Let’s review a new model looking at climate change risk instead of certainty. The independent variables, and interaction, remain the same:
##
## Call:
## lm(formula = glbcc_risk ~ ideol * f.gender + education + income +
## age, data = ds.sub)
##
## Residuals:
## Min 1Q Median 3Q Max
## -8.7769 -1.7061 0.1519 1.4476 6.9480
##
## Coefficients:
## Estimate Std. Error t value Pr(>|t|)
## (Intercept) 10.5560045389 0.3360457021 31.412 < 0.0000000000000002
## ideol -0.9650733858 0.0399418696 -24.162 < 0.0000000000000002
## f.genderMen 0.5460952632 0.3041172923 1.796 0.07269
## education 0.0717394671 0.0305916851 2.345 0.01911
## income -0.0000023174 0.0000009197 -2.520 0.01182
## age -0.0029354676 0.0037451591 -0.784 0.43324
## ideol:f.genderMen -0.1677538955 0.0609136332 -2.754 0.00594
##
## (Intercept) ***
## ideol ***
## f.genderMen .
## education *
## income *
## age
## ideol:f.genderMen **
## ---
## Signif. codes: 0 '***' 0.001 '**' 0.01 '*' 0.05 '.' 0.1 ' ' 1
##
## Residual standard error: 2.422 on 2166 degrees of freedom
## Multiple R-squared: 0.3687, Adjusted R-squared: 0.3669
## F-statistic: 210.8 on 6 and 2166 DF, p-value: < 0.00000000000000022
As would be expected, ideology, education and income also exert statistically significant influence. Further, the interaction of ideology and gender is also statistically significant. To interpret these results, we would say that there is an interaction (ideology affects perceived climate change risk as a function of gender). We also know that the slope of the lines is negative. Often times the most intuitive way to understand interactions is to make predictions and visualize them.

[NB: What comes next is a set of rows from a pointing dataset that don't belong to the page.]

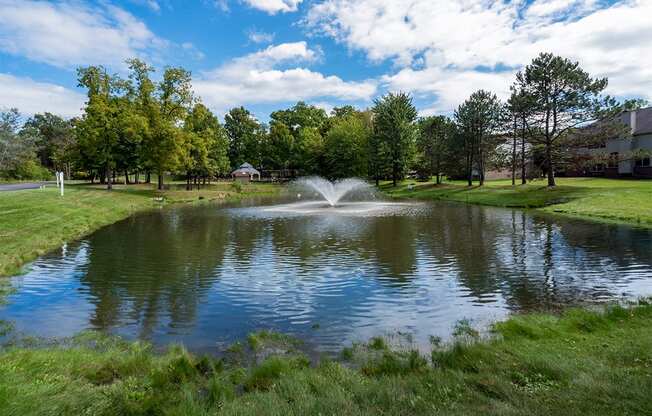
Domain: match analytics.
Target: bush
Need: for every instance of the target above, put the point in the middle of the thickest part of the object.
(29, 170)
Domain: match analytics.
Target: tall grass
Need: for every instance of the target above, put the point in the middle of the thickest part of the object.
(581, 363)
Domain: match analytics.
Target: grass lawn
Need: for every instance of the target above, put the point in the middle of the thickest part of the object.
(617, 200)
(580, 363)
(33, 222)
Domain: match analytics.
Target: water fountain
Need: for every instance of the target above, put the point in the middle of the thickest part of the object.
(319, 196)
(333, 192)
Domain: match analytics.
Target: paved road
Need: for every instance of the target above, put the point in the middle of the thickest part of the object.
(19, 186)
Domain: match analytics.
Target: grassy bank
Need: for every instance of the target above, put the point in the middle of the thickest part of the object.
(617, 200)
(36, 221)
(582, 363)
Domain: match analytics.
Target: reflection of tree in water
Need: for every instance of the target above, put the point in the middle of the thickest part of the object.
(153, 267)
(532, 262)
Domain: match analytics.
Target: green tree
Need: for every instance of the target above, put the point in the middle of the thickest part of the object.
(245, 136)
(434, 143)
(55, 142)
(164, 146)
(206, 146)
(394, 116)
(562, 97)
(279, 146)
(300, 116)
(309, 151)
(479, 119)
(18, 158)
(97, 130)
(345, 147)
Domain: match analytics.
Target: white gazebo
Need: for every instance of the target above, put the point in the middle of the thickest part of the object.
(245, 173)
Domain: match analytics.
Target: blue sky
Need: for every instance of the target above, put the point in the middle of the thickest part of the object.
(267, 54)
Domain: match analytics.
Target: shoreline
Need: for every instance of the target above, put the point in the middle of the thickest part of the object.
(588, 360)
(30, 231)
(575, 198)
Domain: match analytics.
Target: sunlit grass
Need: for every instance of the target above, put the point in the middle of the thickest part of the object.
(618, 200)
(581, 363)
(33, 222)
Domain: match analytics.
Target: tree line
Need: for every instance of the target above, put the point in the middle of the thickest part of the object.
(136, 127)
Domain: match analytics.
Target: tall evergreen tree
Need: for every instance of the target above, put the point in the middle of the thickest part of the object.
(562, 97)
(394, 118)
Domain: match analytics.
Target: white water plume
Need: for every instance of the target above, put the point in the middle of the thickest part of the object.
(333, 192)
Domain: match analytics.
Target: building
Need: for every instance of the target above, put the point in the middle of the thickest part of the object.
(245, 173)
(626, 156)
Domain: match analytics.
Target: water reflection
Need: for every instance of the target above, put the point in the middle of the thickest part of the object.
(208, 275)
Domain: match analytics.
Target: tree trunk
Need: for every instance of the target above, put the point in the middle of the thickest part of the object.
(514, 154)
(551, 169)
(469, 163)
(523, 170)
(109, 176)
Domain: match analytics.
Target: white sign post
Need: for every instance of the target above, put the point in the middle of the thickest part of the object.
(60, 181)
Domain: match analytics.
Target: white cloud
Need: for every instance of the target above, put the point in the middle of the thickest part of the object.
(66, 34)
(449, 87)
(31, 97)
(274, 75)
(447, 49)
(150, 4)
(274, 6)
(257, 36)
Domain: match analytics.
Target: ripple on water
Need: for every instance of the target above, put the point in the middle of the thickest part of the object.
(208, 275)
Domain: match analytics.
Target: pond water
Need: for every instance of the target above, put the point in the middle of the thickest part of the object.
(208, 275)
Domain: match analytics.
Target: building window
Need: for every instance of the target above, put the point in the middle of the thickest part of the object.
(613, 160)
(643, 162)
(598, 168)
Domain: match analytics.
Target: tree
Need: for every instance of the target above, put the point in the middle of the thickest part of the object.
(165, 145)
(18, 149)
(245, 136)
(345, 147)
(97, 130)
(433, 143)
(206, 146)
(394, 116)
(562, 97)
(279, 146)
(300, 116)
(309, 151)
(55, 141)
(518, 107)
(303, 122)
(478, 119)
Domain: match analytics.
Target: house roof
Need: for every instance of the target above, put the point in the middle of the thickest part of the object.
(643, 121)
(245, 169)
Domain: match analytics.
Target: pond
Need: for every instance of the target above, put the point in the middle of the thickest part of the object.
(208, 275)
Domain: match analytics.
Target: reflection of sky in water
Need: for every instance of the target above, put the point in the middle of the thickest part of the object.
(206, 276)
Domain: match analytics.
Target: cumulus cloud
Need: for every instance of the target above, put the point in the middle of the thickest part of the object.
(274, 6)
(66, 34)
(31, 97)
(257, 36)
(447, 49)
(275, 74)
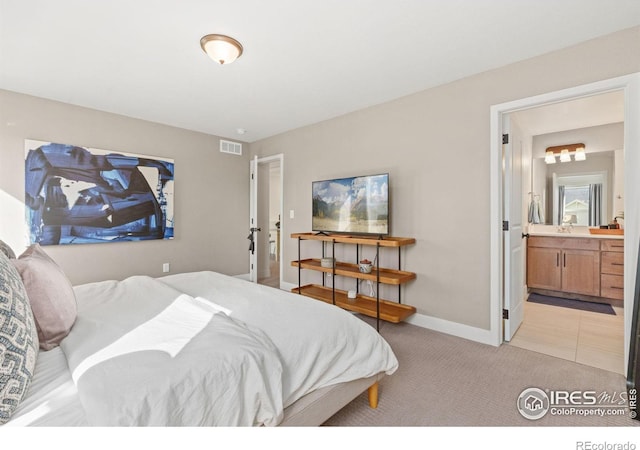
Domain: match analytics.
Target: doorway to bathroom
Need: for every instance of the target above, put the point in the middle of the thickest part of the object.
(610, 328)
(572, 194)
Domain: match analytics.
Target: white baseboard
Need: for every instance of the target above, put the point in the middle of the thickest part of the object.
(436, 324)
(453, 328)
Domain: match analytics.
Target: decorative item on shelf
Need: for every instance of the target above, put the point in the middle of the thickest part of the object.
(365, 266)
(327, 263)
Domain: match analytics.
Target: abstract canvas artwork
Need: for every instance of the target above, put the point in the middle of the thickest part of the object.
(77, 195)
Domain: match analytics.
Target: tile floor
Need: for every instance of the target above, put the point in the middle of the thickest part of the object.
(589, 338)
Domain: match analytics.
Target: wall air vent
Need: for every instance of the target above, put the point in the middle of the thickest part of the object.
(234, 148)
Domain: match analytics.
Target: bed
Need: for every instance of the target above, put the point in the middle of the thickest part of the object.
(192, 349)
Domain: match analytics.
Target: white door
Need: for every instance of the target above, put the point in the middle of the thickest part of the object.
(253, 220)
(513, 244)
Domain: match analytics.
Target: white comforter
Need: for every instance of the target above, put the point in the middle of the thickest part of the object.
(319, 344)
(142, 353)
(208, 349)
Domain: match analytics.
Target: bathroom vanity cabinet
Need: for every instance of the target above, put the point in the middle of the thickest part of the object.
(576, 266)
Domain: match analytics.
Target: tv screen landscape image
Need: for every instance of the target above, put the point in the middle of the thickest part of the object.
(356, 205)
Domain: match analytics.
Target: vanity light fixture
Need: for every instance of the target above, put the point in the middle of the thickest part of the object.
(222, 49)
(549, 157)
(580, 154)
(565, 152)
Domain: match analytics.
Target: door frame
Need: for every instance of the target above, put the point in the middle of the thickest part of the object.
(254, 203)
(630, 86)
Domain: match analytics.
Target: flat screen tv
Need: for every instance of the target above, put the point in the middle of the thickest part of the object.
(354, 205)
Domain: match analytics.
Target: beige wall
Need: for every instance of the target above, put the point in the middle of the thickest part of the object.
(211, 190)
(435, 145)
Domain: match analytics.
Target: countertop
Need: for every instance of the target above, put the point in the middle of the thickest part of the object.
(575, 232)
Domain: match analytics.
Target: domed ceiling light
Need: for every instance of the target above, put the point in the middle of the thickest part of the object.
(222, 49)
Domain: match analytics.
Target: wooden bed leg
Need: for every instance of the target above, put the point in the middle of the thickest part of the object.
(373, 395)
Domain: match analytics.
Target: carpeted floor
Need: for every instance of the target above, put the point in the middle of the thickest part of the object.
(570, 303)
(444, 380)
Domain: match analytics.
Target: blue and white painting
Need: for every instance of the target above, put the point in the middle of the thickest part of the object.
(77, 195)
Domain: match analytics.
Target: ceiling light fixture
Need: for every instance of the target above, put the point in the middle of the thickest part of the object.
(222, 49)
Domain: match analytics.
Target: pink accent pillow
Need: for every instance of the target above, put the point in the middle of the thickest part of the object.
(50, 293)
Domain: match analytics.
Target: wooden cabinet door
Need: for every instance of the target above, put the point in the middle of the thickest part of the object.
(581, 272)
(543, 268)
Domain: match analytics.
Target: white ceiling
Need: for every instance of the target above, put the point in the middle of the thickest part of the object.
(304, 61)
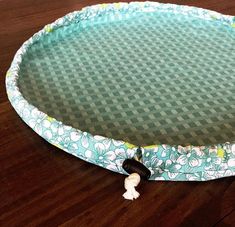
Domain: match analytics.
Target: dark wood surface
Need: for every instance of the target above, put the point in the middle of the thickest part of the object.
(41, 185)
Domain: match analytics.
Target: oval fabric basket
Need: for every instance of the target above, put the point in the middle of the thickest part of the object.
(144, 73)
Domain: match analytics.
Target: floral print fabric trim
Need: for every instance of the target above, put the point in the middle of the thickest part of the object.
(166, 162)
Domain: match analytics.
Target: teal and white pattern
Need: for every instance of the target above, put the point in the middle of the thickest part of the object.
(166, 162)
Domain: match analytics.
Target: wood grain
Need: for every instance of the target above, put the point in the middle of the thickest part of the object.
(41, 185)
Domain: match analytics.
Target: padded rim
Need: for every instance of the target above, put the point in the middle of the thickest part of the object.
(190, 163)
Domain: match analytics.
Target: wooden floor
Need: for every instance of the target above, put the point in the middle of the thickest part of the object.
(41, 185)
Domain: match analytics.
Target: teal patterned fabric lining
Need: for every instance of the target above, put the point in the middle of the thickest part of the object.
(106, 70)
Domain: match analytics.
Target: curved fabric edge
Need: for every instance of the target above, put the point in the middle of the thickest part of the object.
(177, 163)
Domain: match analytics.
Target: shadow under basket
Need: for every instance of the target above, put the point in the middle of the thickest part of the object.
(101, 82)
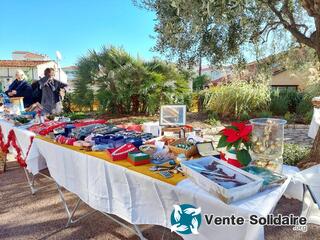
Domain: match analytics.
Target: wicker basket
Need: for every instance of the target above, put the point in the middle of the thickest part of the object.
(176, 150)
(148, 149)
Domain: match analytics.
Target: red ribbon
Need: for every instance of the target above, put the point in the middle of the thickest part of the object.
(13, 141)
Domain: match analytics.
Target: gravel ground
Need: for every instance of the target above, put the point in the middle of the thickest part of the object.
(23, 216)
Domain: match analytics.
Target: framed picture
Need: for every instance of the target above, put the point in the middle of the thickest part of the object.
(173, 115)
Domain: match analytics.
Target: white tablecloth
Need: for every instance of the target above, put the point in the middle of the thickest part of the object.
(315, 123)
(140, 199)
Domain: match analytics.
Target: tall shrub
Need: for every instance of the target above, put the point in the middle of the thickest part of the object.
(237, 98)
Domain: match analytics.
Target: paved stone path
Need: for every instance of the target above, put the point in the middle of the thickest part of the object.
(293, 133)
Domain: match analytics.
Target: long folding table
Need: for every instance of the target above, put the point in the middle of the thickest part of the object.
(141, 199)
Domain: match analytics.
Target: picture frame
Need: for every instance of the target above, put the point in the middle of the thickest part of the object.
(173, 115)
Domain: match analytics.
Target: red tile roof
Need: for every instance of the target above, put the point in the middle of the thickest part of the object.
(20, 63)
(20, 52)
(33, 55)
(70, 68)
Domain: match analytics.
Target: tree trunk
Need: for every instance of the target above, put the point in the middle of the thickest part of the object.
(314, 156)
(315, 151)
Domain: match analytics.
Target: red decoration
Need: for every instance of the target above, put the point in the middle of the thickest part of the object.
(12, 140)
(121, 153)
(236, 138)
(241, 131)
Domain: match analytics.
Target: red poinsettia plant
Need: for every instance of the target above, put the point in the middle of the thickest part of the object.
(237, 137)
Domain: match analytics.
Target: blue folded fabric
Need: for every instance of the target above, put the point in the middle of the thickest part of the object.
(101, 147)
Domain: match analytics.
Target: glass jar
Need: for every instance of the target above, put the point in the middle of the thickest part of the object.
(267, 143)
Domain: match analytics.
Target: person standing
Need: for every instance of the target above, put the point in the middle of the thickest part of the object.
(50, 92)
(20, 88)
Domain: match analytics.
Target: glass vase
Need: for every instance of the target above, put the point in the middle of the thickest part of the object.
(267, 143)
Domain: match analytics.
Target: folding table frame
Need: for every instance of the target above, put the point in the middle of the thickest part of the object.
(310, 208)
(71, 211)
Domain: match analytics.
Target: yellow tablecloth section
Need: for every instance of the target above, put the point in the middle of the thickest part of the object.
(144, 169)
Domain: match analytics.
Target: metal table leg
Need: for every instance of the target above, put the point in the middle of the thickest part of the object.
(71, 213)
(136, 230)
(30, 179)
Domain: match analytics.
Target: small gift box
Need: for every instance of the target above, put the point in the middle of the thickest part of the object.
(102, 139)
(117, 141)
(121, 153)
(182, 146)
(138, 158)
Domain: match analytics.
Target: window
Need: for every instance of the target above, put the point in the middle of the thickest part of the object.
(285, 87)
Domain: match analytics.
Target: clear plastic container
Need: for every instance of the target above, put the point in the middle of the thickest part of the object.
(267, 143)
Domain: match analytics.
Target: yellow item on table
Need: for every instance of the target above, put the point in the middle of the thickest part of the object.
(143, 169)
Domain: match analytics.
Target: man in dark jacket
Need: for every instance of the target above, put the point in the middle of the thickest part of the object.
(50, 91)
(20, 88)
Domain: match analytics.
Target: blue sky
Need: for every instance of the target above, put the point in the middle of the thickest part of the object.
(74, 26)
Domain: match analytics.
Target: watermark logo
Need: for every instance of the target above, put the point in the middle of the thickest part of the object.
(185, 219)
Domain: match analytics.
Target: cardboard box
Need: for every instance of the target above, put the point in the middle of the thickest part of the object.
(176, 150)
(138, 158)
(121, 153)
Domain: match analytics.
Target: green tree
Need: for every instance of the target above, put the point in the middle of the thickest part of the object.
(123, 84)
(199, 82)
(220, 30)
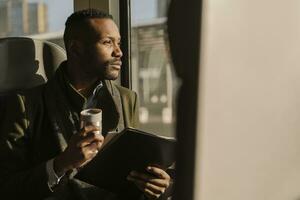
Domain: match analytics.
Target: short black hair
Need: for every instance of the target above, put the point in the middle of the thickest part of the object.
(76, 21)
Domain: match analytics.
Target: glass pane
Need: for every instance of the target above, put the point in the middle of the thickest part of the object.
(153, 76)
(40, 19)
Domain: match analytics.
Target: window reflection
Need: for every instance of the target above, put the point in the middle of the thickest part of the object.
(40, 19)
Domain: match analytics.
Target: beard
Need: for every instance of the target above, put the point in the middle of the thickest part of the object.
(109, 70)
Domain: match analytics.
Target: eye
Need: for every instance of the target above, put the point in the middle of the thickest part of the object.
(107, 42)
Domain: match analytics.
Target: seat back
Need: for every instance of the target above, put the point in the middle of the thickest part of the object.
(26, 62)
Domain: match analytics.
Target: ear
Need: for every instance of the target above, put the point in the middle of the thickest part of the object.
(75, 48)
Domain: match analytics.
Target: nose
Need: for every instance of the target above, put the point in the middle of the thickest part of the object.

Visualizing an interaction effect when the interaction term is binary is rather simple. There are two possible lines, when z=0 and when z=1, in this case when the gender is female or male. This makes the visualizing process similar to the first visualization, with the dummy variable:
lm5 %>%
augment(newdata = data.frame(ideol = 1:7,
f.gender = "Men",
education = mean(ds.sub$education),
income = mean(ds.sub$income),
age = mean(ds.sub$age))) -> fit5.m
lm5 %>%
augment(newdata = data.frame(ideol = 1:7,
f.gender = "Women",
education = mean(ds.sub$education),
income = mean(ds.sub$income),
age = mean(ds.sub$age))) -> fit5.w
full_join(fit5.m, fit5.w) %>%
mutate(upper = .fitted + 1.96 * .se.fit,
lower = .fitted - 1.96 * .se.fit) -> fit5.df
## Joining, by = c("ideol", "f.gender", "education", "income", "age", ".fitted", ".se.fit")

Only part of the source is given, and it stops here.